Photo by Danny Fulgencio

Mike McRae doesn’t hesitate when he says his sports bar, Stan’s Blue Note, is the oldest, continuously open bar in Dallas. City records are, admittedly, not great at tracking such things. So how does he know? 

“There are a couple bars that claim to be the oldest,” McRae says. “When I talk to them about it, I ask when they opened. We opened in 1952. Then they say, ‘Well, you know…’ They don’t know what to say.”

Stan’s became the city’s oldest bar when Greenville Bar and Grill closed nearly three years ago, McRae says. After opening in the 1930s, it was one of the first places to get a beer license after Prohibition. When it closed, the title could have passed to Ships Lounge, which opened in 1947. But the East Dallas establishment encountered stormy weather and closed for almost a year in 2015. 

Stan’s position of honor is contingent upon that “continuously open” distinction. There’s also another caveat. Some places in town are older than Stan’s Blue Note, but they aren’t stand-alone bars. They’re hotel bars or fraternal lodges that just so happen to also serve alcohol. 

“I absolutely love dive bars, and Stan’s is a dive bar,” McRae says. “That’s what makes me happy. It has such a good feel.” 

Stan’s is known as a sports bar, but when it first opened, it was the go-to place in the neighborhood for live music. E.E. Stanley purchased the property on Greenville Avenue and built the bar so his band would always have a place to play its soulful blues and swinging jazz. 

Stanley eventually sold the property, and it came under the ownership of Dorothy Shipley. Sporting cowboy boots and a beehive hairdo, she ran the bar with an iron fist. She didn’t allow cursing, and patrons knew better than to cross her. 

Photo by Danny Fulgencio

Stan’s served only one draft beer, Budweiser, and about five canned beers. The offerings included Schlitz and Miller High Life — both considered high-end beers at the time. 

The food menu was just as scant and perhaps even more unsavory with menu items like pickled pig feet, hardboiled eggs, chips and Slim Jims. When Shipley made friends with the next-door restaurant owner, John Caulfield, they devised an ingenious and profitable solution to Stan’s food problem. They cut a hole in the wall between the businesses so customers could order meals from Caulfield without leaving the bar. 

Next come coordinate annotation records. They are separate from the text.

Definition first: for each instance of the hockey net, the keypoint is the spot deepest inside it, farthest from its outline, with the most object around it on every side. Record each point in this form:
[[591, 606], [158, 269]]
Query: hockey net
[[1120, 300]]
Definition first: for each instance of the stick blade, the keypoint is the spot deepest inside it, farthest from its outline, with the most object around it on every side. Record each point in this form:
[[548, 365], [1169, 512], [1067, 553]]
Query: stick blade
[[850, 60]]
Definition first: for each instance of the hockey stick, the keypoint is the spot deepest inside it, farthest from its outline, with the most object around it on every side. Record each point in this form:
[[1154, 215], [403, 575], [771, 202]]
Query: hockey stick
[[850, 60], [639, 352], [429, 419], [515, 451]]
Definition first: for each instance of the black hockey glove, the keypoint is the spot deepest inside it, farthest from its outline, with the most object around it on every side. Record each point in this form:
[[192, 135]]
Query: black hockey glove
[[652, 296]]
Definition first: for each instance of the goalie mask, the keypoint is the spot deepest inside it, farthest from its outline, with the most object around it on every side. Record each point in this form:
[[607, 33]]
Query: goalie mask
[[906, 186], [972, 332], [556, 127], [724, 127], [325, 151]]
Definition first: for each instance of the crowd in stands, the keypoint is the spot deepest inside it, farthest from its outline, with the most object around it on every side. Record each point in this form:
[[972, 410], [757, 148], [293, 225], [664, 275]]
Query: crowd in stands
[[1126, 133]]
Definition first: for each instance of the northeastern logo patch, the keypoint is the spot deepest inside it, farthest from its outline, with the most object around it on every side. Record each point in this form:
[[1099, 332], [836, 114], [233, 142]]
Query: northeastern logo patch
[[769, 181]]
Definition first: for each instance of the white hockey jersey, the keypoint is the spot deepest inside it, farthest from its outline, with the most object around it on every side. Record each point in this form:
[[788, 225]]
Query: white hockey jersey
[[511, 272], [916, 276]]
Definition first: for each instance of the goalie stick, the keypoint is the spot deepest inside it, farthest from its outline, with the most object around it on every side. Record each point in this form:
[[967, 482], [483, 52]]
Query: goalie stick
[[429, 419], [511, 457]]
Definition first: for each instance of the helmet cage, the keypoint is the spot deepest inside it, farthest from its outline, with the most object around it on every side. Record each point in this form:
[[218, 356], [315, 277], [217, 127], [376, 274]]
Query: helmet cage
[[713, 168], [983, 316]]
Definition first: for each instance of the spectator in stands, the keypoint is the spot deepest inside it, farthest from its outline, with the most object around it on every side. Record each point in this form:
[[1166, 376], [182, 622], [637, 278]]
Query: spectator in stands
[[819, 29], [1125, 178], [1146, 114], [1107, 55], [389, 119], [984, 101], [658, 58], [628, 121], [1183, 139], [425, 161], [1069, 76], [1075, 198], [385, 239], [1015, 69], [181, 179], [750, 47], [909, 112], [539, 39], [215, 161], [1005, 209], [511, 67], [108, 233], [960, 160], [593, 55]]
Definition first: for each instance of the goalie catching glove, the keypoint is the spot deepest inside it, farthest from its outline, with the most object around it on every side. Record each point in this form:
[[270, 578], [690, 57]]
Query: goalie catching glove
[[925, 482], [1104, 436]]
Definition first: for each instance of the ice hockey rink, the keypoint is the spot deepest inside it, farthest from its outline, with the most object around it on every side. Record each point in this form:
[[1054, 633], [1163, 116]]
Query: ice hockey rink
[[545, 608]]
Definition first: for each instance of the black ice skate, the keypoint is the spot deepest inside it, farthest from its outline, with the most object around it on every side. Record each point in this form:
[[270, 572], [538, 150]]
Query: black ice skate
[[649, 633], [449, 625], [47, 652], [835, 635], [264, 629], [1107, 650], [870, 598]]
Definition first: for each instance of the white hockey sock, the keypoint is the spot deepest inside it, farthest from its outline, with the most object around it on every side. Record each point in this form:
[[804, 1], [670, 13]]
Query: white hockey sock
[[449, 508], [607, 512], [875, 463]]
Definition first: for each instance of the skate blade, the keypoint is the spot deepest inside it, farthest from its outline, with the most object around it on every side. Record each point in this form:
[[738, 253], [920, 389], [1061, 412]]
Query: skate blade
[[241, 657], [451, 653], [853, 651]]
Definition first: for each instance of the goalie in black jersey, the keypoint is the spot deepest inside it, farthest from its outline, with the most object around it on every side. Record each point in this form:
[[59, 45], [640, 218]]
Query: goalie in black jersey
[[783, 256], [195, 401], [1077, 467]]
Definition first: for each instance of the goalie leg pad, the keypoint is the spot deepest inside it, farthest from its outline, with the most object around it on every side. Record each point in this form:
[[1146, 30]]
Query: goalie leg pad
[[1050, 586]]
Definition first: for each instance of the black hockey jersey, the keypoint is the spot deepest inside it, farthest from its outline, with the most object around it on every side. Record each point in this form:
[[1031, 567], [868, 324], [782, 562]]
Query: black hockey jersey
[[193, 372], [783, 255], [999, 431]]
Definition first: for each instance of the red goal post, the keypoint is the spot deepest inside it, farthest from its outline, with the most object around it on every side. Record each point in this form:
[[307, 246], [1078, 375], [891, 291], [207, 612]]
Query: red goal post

When Shipley sold Stan’s to Caulfield in 1987, the going price for a mason jar of draft beer was 85 cents.  

Caulfield remodeled Stan’s — starting with the ceiling when the nicotine-stained surface collapsed after years of smoke damage. He also expanded the bar to the size it is today. He acquired two neighboring businesses, and just like that, the bar grew from 57 square feet to 1,700 square feet.   

Photography by Danny Fulgencio

Stan’s changed hands once more in the following decades and became a sports bar with 33 TVs and a wall projector. Regulars pack the space every weekend to cheer for their favorite teams and enjoy half-price food during happy hour.

When McRae considered buying the business, he joined the crowd at the bar, observing what looked like a scene right out of “Cheers.” At Stan’s Blue Note, the staff knows your name, interacts with customers and cares about the community, McRae says.

The 67-year-old bar underwent another renovation when McRae became owner. He demolished the old walls, applied a fresh coat of paint and decorated the interior with neon beer signs and sports memorabilia.

“Women heard the bathrooms had been remodeled, and they all started coming back,” McRae says. “Business immediately increased.”

Sports banners for various college teams hang from the ceiling, but McRae doesn’t cheer for anyone in particular. He does, however, have a soft spot for Oklahoma. Ten years ago, an OU student came to Stan’s with a group of friends to watch the Red River Showdown. The customer’s three brothers, who all went to Oklahoma, continue to organize watch parties, which have grown to 350 students. If the Sooners lose, they pack up and go home. If they win, they stay and party all weekend, McRae says.

The owner doesn’t care that his allegiance is to an out-of-state school. It’s good for business, and extending Stan’s streak as the city’s oldest bar for another 67 years is his first priority.

“I’ve been in the bar business since I was 15,” McRae says, “and owning Stan’s Blue Note, the oldest bar in Dallas, makes me proud.”